Mirco Hilbert and Andreas Witt

The issue is non-hierarchies: multiple roots. Non-hierarchical markup (e.g. overlap) can often be implemented as multiple trees. CONCUR allowed on document to reference two different DTDs for two different, potentially overlapping hierarchies. They call their solution MuLaX (Multi-Layered XML). It's modeled on CONCUR but is not CONCUR. It looks like this:

<?mlx version="1.0" encoding="iso-8859-1"?>
<!DOCTYPE (1)div SYSTEM "tei/dtd/teispok2.dtd">
<!DOCTYPE (2)text SYSTEM "tei/dtd/teiana2.dtd">
<(1)div type="dialog" org="uniform">
    <(1)u who="Peter">
      <(2)s>Hey Paul!</(2)s>
      <(2)s>Would you give me
    <(1)u who="Paul">
      the hammer?</(2)s>

They can project this onto an annotation layer that I think is real XML. The editor tool is written in C++ with wxWidgets.

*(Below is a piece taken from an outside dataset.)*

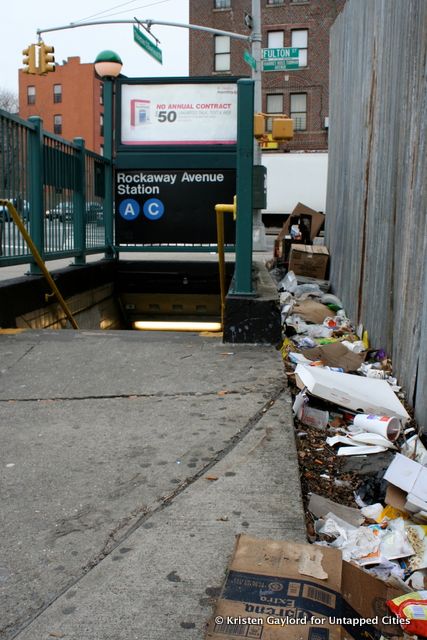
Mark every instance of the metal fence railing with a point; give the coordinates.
(58, 188)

The next session is "A New Paradigm of Parsing XML based on Free Cursor Mobility" (FCM) by Antonio J. Sierra. This is event based based parsing (like SAX or StAX?). The difference is you can move the cursor back as well as forward. It's designed for small platforms (e.g. cell phones and PDAs). Could you implement XPath on top of this? Maybe even if not perfectly efficiently? Might be important for small devices with large documents.

The API terminology is a little idiosyncratic, broher and father instead of sibling and parent.

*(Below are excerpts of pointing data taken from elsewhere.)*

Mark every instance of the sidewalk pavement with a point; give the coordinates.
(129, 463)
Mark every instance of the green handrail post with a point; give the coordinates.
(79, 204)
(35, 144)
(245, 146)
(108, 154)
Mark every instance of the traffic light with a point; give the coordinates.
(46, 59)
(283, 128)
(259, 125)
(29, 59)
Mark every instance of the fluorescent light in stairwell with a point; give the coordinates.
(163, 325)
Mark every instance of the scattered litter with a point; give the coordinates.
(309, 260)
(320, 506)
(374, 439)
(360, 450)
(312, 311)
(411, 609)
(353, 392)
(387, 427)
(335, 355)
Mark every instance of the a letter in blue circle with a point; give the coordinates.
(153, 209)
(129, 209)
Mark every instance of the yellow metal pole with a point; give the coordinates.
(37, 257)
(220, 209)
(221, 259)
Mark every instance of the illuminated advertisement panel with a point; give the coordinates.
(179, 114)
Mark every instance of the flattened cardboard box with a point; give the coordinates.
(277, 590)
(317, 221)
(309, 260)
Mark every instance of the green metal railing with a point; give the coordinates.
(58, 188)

The idea is pretty obvious: basically it's an iterator like in a pull parser with extra methods to go backwards as well as forwards. The key is in the implementation. How will this work on streaming data over the network? It measures faster than Xparser-J (DOM) but slower than kxml2. kxml2 is the only parser in his comparison list I've heard of, and it's not state of the art.

Felix Sasaki (co-authors Christian Lieske and Andreas Witt) is talking about the W3C's Internationalization and Localization Markup Requirements (which is scheduled to be published tomorrow but he gave away the URL today). More specifically he's talking about "Schema Languages & Internationalization Issues: A survey."

Felix Sasaki talks about internationalization and localization

The question is howw to work intrantionaliation and localization based markup such as bidirectional markers and Ruby into schemas. Versioning is a problem. XHTML is the poster child here. DTD modularization doesn't survive validation. W3C Schemas have problems. Architectural forms may help as may RDF. Eric van der Vlist in Q&A suggests using processing instructions instead.

In the final regular session of the day Liam Quin is catching flak for the W3C about anything and everything people want to bitch about. He hopes XSLT 2 will go to candidate recommendation in a couple of months.

Liam Quin at Extreme 2005

Tommie Usdin is very disappointed in the "nearly all" compatibility of XSLT 2 with XSL 1.1. She wants full compatibility. "It erodes confidence. It's an enormously big public relations mistake."

Syd Bauman wants the W3C to handle characters outside of Unicode (a very bad idea IMHO). He wants SDATA entities.

Simon St. Laurent wants to start simplifying standards again (as XML sdimplified SGML, XSL simplified DSSSL, and XLink simpliied HyTime) and stop building huge specs by committee like Schemas, XQuery, and XSLT 2. Ann Wrightson agrees, and adds that she wants the W3C to knock vendor heads together to encourage more schema compatibility.

John Cowan wants the XML Core Working Group shut down to prevent people from tampering with the core of XML.

Boeing found that most of their suppliers didn't even know what XML was, and they had to train them.